What gets a changelog entry

  • New endpoints or request parameters
  • Changed response shapes or field types
  • Deprecated fields or endpoints, with a removal timeline
  • Breaking changes, always called out with a warning block
  • New event types for webhook subscriptions
  • Changes to rate limits, retry behavior, or default values
  • Sandbox behavior changes

Changelog entry format

## v1.x.x - YYYY-MM-DD

Summary of what changed and why.

### Breaking changes

Description of the breaking change, what it replaces, and the migration path.

### New

- Description of new feature or endpoint

### Changed

- Description of changed behavior

### Deprecated

- Description of deprecated item and removal timeline

### Fixed

- Description of bug fix
Breaking changes always appear first. Releases without breaking changes omit that section.

Reading the changelog programmatically

The changelog is available as structured data at the /changelog endpoint of the mintfax docs site. You can also watch the mintfax-core repository for tagged releases. Release notes include the full changelog entry.

Postmortems

When an incident affects customer-facing services, mintfax publishes a postmortem within five business days of resolution.

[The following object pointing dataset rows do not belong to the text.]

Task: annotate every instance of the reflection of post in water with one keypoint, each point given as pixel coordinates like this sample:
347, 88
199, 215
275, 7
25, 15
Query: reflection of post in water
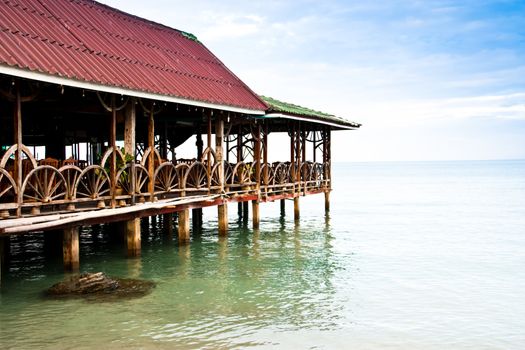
134, 267
184, 258
297, 238
255, 243
167, 225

An incident qualifies for a postmortem if it meets at least one of these criteria:
  • API availability dropped below normal operating levels for more than five minutes
  • Fax delivery was delayed or failed for a measurable number of customers
  • A data integrity issue affected fax records, balances, or webhook delivery
  • A security event required customer notification

Postmortem format

Every postmortem follows a fixed structure:
SectionWhat it contains
Incident summaryOne-paragraph description of what happened and how long it lasted
TimelineTimestamped sequence from detection through response, mitigation, and resolution
Root causeTechnical explanation of why the incident occurred
Customer impactWhich services were affected, how many customers saw impact, and what they experienced
Action itemsSpecific changes to prevent recurrence, each with an owner and target date
Postmortems name the root cause directly. No vague language like “a system issue.” If a carrier failed, the postmortem says which carrier and what broke. If a deployment introduced a bug, it identifies the change.

Accessing past postmortems

Postmortems are published as individual entries linked from the external status service and indexed on this page. Once the first postmortem ships, a chronological index will appear here.

Quick-start

  1. Subscribe to the status page. When the external status service goes live, subscribe to the components relevant to your integration: API, the carrier regions you send to, and the dashboard if you depend on it.
  2. Check the changelog before upgrading. Before updating your integration code, read the latest changelog entries. Look for breaking changes first.
  3. Register a webhook for service events. When service health events ship, add them to your webhook subscription for programmatic health notifications.
mintfax does not publish uptime guarantees or SLA percentages on this page. The status page shows current and historical state. For a formal availability commitment, contact support.